Long-term survival of HIV-infected children receiving antiretroviral therapy in Thailand: a 5-year observational cohort study

Collaborators, Affiliations

Long-term survival of HIV-infected children receiving antiretroviral therapy in Thailand: a 5-year observational cohort study

Intira J Collins et al. Clin Infect Dis. .

Abstract

Background: There are scarce data on the long-term survival of human immunodeficiency virus (HIV)-infected children receiving antiretroviral therapy (ART) in lower-middle income countries beyond 2 years of follow-up.

Methods: Previously untreated children who initiated ART on meeting immunological and/or clinical criteria were followed in a prospective cohort in Thailand. The probability of survival up to 5 years from initiation was estimated using Kaplan-Meier methods, and factors associated with mortality were assessed using Cox regression analyses.

Results: Five hundred seventy-eight children received ART; of these, 111 (19.2%) were followed since birth. At start of ART (baseline), the median age was 6.7 years, 128 children (22%) were aged <2 years, and the median CD4 cell percentage was 7%. Median duration of follow-up was 53 months; 42 children (7%) died, and 38 (7%) were lost to follow-up.
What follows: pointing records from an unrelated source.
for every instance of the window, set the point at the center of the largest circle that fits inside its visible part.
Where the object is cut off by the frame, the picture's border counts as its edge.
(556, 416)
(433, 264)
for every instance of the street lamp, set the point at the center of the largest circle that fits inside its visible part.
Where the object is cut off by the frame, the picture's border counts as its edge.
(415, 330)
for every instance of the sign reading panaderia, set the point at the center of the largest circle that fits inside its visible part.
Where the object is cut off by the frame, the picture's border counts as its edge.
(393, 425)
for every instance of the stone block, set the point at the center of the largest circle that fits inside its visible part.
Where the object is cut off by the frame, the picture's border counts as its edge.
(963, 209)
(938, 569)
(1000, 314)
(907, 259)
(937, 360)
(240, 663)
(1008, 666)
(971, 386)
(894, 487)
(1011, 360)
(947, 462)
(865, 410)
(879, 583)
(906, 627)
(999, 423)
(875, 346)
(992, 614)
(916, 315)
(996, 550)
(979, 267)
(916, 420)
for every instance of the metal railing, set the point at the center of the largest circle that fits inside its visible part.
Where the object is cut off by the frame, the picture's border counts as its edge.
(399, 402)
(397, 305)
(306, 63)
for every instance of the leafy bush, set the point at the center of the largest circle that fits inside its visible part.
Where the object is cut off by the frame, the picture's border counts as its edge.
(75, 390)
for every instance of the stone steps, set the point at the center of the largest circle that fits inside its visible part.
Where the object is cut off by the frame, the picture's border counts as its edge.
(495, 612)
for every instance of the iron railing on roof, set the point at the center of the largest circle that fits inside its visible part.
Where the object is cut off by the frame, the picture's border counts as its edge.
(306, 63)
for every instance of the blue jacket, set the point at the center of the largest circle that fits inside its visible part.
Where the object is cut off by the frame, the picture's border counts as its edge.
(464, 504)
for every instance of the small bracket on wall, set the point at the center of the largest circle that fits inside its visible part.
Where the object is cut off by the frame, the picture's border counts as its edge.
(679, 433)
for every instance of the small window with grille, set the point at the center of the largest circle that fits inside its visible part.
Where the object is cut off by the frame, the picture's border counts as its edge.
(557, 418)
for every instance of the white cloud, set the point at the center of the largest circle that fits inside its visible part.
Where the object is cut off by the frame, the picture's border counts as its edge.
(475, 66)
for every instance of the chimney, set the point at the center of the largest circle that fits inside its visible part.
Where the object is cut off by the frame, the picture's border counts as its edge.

Age <12 months, low CD4 cell percentage, and low weight-for-height z score at ART initiation were independently associated with mortality (P < .001). The probability of survival among infants aged <12 months at baseline was 84.3% at 1 year and 76.7% at 5 years of ART, compared with 95.7% and 94.8%, respectively, among children aged ≥1 year. Low CD4 cell percentage and wasting at baseline had a strong association with mortality among older children but weak or no association among infants.

Conclusions: Children who initiated ART as infants after meeting immunological and/or clinical criteria had a high risk of mortality which persisted beyond the first year of therapy. Among older children, those with severe wasting or low CD4 cell percentage at treatment initiation were at high risk of mortality during the first 6 months of therapy. These findings support the scale-up of early HIV diagnosis and immediate treatment in infants, before advanced disease progression in older children.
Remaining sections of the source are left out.